OOP (Object-Oriented Programming)

[work in progress]

https://www.interviewbit.com/oops-interview-questions/

some concepts: Encapsulation, Inheritance, Polymorphism, Abstraction, Composition, etc.

Classes and Objects

Class: A blueprint for creating objects Object: An instance of a class

class Dog:
    def __init__(self, name: str):
        self.name = name

    def bark(self) -> str:
        return f"{self.name} says woof!"

# 2. Object creation
my_dog = Dog("Buddy")
print(my_dog.bark())  # "Buddy says woof!"

Encapsulation

Bundling data and methods that operate on that data within a single unit (class). Hide internal details.

class BankAccount:
    def __init__(self, balance: float):
        self._balance = balance  # Protected attribute (convention)
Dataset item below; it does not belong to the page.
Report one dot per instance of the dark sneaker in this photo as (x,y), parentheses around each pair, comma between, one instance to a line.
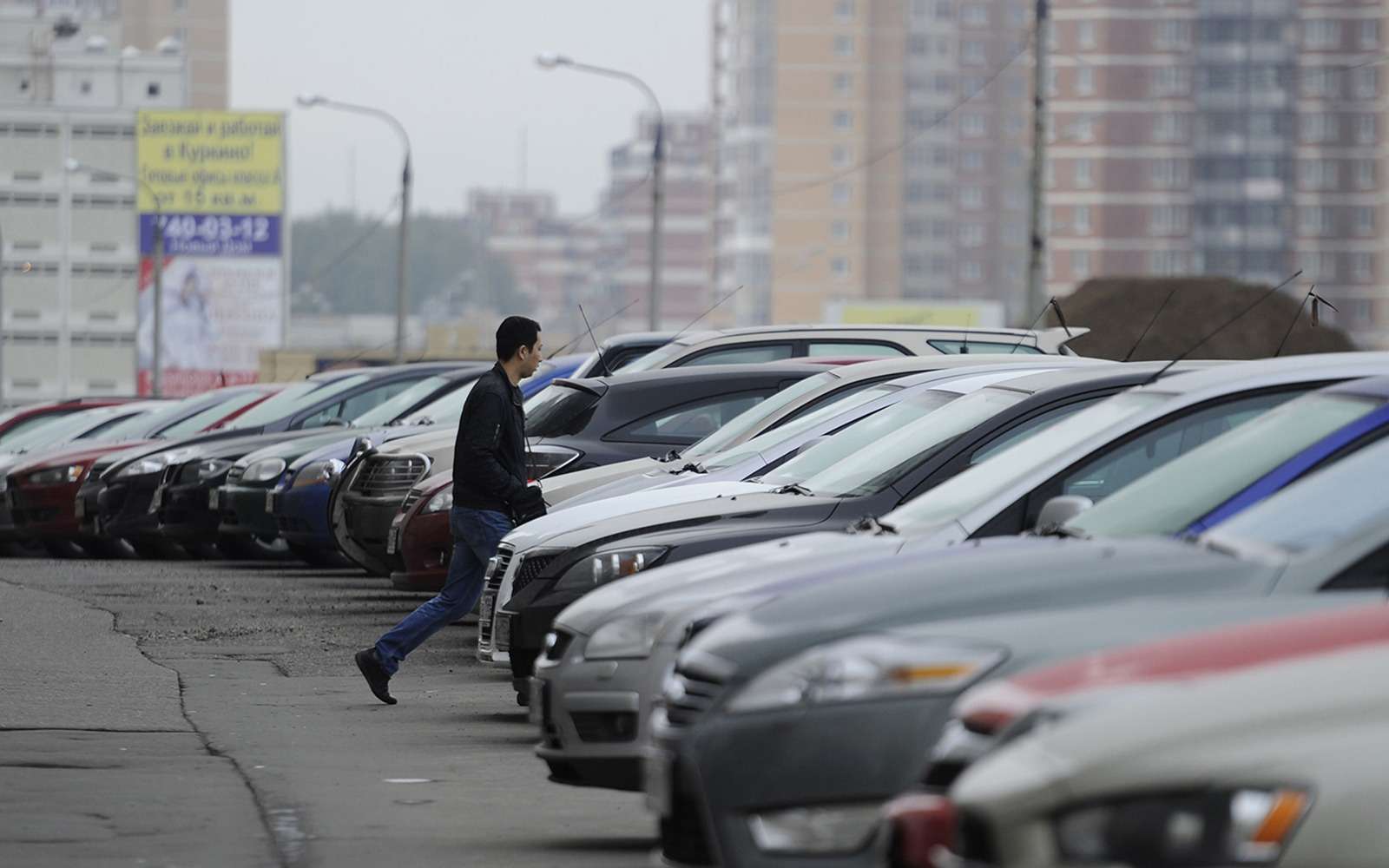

    def deposit(self, amount: float) -> None:
        if amount > 0:
            self._balance += amount

    def get_balance(self) -> float:
        return self._balance

    # External code can't directly modify _balance improperly

Inheritance

Create new classes based on existing ones, inheriting attributes and methods.

class Animal:
    def __init__(self, name: str):
        self.name = name

    def speak(self) -> str:
        raise NotImplementedError("Subclass must implement")

class Dog(Animal):
    def speak(self) -> str:
        return f"{self.name} barks"

class Cat(Animal):
    def speak(self) -> str:
        return f"{self.name} meows"

Polymorphism

Objects of different classes can be treated as objects of a common parent class. Same interface, different implementations.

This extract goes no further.